Робкая Сорааида не вымолвила ни слова, но крепко обвила руками шею Кадиги.
- Покорно благодарю! - воскликнула благоразумная женщина. - О чем вы, дети, толкуете? Ваш отец предал бы нас немедленной смерти, если бы услышал о подобных вещах. Кавалеры, правда, производят впечатление отлично воспитанных и образованных юношей, но что нам до этого? Они - враги нашей веры, и вы должны думать о них не иначе как с омерзением.
Женский нрав, особенно когда приходит пора замужества, являет собой образец достойной удивления непреклонности, и его не могут остановить ни опасности, ни запреты. Принцессы повисли на своей старой дуэнье, уговаривали ее, умоляли и решительно заявили, что ее отказ разобьет их сердца.
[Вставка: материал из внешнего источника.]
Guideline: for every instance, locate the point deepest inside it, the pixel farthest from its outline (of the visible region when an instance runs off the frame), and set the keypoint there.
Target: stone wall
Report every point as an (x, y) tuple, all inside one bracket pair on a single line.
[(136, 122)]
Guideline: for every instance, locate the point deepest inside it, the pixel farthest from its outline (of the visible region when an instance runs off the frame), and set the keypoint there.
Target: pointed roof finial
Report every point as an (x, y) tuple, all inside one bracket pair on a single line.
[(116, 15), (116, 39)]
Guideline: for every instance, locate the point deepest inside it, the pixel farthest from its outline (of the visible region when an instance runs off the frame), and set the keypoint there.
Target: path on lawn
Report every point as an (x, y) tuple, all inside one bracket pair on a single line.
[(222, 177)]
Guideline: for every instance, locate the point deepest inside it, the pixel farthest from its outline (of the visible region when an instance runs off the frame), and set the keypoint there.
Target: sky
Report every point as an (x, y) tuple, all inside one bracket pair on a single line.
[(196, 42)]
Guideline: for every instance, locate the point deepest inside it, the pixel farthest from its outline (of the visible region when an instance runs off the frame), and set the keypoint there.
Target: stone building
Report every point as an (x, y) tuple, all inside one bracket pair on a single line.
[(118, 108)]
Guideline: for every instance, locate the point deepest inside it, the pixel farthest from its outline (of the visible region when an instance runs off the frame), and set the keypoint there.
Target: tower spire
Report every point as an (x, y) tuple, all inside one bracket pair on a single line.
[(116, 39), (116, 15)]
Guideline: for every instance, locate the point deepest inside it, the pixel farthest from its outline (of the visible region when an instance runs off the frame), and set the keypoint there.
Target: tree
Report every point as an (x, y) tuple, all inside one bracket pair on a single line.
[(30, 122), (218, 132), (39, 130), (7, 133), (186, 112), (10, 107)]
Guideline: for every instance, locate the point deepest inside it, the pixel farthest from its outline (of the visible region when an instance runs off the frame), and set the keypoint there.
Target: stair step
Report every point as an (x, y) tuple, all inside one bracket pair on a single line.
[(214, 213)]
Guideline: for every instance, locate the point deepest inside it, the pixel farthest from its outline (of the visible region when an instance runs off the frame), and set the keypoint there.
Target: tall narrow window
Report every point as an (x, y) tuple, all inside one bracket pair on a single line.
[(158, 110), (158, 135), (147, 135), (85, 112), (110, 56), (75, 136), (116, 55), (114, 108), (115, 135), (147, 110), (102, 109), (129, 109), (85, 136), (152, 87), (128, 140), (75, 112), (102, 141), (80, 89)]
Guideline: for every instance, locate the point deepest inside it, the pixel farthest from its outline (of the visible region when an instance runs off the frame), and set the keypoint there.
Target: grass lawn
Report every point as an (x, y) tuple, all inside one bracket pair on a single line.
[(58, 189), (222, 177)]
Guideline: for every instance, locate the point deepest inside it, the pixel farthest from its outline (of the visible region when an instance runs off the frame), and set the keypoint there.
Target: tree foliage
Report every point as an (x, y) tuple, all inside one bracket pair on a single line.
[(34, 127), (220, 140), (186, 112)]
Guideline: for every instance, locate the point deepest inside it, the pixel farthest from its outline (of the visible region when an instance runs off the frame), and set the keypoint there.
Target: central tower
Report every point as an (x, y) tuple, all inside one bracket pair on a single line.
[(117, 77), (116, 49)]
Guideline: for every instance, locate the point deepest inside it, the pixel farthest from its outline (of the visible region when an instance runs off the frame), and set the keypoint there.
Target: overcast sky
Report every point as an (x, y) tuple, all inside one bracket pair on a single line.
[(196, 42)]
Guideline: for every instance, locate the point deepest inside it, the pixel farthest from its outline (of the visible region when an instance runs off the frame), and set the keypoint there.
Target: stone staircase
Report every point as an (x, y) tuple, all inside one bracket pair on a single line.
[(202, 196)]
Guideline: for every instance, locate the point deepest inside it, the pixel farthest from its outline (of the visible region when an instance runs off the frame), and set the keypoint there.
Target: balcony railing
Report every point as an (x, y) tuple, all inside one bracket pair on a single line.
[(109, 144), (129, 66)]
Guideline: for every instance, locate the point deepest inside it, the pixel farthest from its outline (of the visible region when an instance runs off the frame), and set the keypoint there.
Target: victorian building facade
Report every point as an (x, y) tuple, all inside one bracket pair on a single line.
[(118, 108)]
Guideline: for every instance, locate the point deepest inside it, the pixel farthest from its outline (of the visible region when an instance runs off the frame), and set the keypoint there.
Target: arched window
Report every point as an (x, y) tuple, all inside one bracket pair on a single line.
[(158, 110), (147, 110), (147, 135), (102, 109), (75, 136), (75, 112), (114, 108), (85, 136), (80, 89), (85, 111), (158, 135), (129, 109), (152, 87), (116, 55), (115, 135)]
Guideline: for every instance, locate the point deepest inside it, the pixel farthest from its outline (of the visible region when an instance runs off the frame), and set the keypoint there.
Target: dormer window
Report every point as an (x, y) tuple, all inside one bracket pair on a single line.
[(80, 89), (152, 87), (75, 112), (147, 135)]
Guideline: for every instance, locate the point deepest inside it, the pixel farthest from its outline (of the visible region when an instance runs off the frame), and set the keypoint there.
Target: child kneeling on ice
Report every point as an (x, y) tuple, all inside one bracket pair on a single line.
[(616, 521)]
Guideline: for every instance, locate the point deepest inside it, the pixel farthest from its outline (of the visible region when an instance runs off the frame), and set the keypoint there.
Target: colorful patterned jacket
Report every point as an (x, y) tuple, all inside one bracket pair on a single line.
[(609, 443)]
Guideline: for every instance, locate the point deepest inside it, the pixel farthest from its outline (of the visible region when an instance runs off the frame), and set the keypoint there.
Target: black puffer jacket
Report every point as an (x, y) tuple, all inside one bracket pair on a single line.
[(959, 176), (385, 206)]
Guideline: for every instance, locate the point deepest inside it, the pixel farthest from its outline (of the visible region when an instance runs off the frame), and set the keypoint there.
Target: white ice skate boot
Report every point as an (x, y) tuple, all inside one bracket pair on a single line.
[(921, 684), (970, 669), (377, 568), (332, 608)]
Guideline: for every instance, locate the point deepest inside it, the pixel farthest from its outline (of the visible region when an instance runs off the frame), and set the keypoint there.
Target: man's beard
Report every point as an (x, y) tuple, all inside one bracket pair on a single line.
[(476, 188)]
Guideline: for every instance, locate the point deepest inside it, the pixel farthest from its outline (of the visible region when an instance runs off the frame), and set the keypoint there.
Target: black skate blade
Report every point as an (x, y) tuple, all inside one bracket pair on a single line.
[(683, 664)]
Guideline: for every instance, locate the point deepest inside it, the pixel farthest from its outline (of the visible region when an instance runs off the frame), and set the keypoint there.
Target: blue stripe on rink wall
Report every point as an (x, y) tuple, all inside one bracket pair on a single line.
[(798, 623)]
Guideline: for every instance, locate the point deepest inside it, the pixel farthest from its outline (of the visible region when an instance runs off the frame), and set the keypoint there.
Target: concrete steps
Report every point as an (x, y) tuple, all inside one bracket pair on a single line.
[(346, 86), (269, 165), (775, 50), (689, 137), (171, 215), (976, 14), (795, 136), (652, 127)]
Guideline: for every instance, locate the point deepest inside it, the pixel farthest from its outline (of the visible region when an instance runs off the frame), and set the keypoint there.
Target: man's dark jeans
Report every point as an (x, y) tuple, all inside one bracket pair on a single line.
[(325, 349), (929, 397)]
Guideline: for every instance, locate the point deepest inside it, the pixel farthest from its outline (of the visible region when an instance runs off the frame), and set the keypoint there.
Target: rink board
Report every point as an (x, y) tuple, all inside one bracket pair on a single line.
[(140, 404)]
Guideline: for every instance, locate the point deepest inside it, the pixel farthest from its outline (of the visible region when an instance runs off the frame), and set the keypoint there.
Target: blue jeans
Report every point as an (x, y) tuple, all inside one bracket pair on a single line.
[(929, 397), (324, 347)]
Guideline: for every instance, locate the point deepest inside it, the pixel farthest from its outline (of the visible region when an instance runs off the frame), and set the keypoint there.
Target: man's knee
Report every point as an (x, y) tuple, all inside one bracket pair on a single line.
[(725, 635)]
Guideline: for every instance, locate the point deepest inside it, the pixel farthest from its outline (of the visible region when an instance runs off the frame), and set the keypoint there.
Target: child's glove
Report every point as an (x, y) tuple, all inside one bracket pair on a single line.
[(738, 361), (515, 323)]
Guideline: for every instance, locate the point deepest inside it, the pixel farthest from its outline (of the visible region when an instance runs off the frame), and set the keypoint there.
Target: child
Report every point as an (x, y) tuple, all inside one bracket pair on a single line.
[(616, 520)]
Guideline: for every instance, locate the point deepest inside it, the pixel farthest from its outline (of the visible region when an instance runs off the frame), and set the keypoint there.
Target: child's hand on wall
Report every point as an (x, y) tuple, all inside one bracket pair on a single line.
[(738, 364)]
Что оставалось ей делать? Она, вне всяких сомнений, была самой благоразумной старухой на свете и одной из наиболее верных служанок своего повелителя, но разве она могла допустить, чтобы сердца трех прекрасных принцесс были разбиты из-за какого-то бренчанья гитары? К тому же, хотя она и жила довольно давно среди мавров и, будучи предана своей госпоже, даже переменила вместе с ней веру, тем не менее родилась в Испании, и в ее сердце продолжали жить кое-какие христианские воспоминания. И вот она принялась размышлять, каким путем выполнить волю принцесс.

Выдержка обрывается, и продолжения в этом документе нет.